VDSAgents: A PCS-Guided Multi-Agent System for Veridical Data Science Automation
Yunxuan Jiang, Silan Hu, Xiaoning Wang, Yuanyuan Zhang, Xiangyu Chang
TL;DR
VDSAgents addresses trustworthiness gaps in LLM-driven data science by embedding Veridical Data Science principles into a PCS-guided multi-agent DSLC framework.
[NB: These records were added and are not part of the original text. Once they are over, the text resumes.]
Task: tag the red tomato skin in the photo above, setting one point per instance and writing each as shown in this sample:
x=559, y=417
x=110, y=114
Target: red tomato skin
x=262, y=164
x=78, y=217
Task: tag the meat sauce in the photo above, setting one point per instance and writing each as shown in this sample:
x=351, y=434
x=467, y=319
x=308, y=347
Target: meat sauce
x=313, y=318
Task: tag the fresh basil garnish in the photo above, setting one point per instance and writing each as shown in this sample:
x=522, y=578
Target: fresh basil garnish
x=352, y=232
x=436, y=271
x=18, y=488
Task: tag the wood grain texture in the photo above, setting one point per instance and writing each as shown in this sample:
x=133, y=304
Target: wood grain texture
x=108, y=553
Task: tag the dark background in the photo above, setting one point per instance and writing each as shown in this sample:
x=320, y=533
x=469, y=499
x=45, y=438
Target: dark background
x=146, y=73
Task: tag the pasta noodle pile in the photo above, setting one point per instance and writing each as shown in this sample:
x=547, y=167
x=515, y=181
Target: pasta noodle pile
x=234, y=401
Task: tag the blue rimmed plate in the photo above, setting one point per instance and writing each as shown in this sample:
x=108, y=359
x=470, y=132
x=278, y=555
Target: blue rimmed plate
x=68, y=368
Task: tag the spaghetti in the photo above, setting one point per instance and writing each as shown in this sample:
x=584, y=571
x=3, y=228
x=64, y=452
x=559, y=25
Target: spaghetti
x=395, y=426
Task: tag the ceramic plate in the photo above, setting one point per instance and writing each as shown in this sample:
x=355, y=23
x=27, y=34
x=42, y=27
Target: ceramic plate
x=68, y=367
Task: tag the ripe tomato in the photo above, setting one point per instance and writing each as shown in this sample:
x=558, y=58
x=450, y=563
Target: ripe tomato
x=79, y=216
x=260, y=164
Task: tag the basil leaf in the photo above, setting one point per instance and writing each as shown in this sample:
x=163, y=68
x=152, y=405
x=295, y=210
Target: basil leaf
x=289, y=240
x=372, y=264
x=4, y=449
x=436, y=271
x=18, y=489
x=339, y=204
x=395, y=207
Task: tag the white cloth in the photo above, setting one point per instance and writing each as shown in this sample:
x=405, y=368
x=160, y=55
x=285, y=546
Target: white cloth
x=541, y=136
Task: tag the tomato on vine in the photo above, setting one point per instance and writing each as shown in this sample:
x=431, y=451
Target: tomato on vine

A central PCS-Agent audits and guides five stage-specific agents across problem definition, data cleaning/EDA, modeling, and evaluation, leveraging perturbation analysis and unit testing for reproducibility. Empirical results on nine datasets show superior execution stability and predictive effectiveness over AutoKaggle and DataInterpreter when using GPT-4o and DeepSeek-V3 backends, with notable gains on noisy or high-dimensional tasks. The work offers a principled, extensible pathway toward trustworthy AI-assisted data analysis with broad implications for automated scientific workflows.
Abstract
Large language models (LLMs) become increasingly integrated into data science workflows for automated system design. However, these LLM-driven data science systems rely solely on the internal reasoning of LLMs, lacking guidance from scientific and theoretical principles. This limits their trustworthiness and robustness, especially when dealing with noisy and complex real-world datasets. This paper provides VDSAgents, a multi-agent system grounded in the Predictability-Computability-Stability (PCS) principles proposed in the Veridical Data Science (VDS) framework. Guided by PCS principles, the system implements a modular workflow for data cleaning, feature engineering, modeling, and evaluation. Each phase is handled by an elegant agent, incorporating perturbation analysis, unit testing, and model validation to ensure both functionality and scientific auditability. We evaluate VDSAgents on nine datasets with diverse characteristics, comparing it with state-of-the-art end-to-end data science systems, such as AutoKaggle and DataInterpreter, using DeepSeek-V3 and GPT-4o as backends. VDSAgents consistently outperforms the results of AutoKaggle and DataInterpreter, which validates the feasibility of embedding PCS principles into LLM-driven data science automation.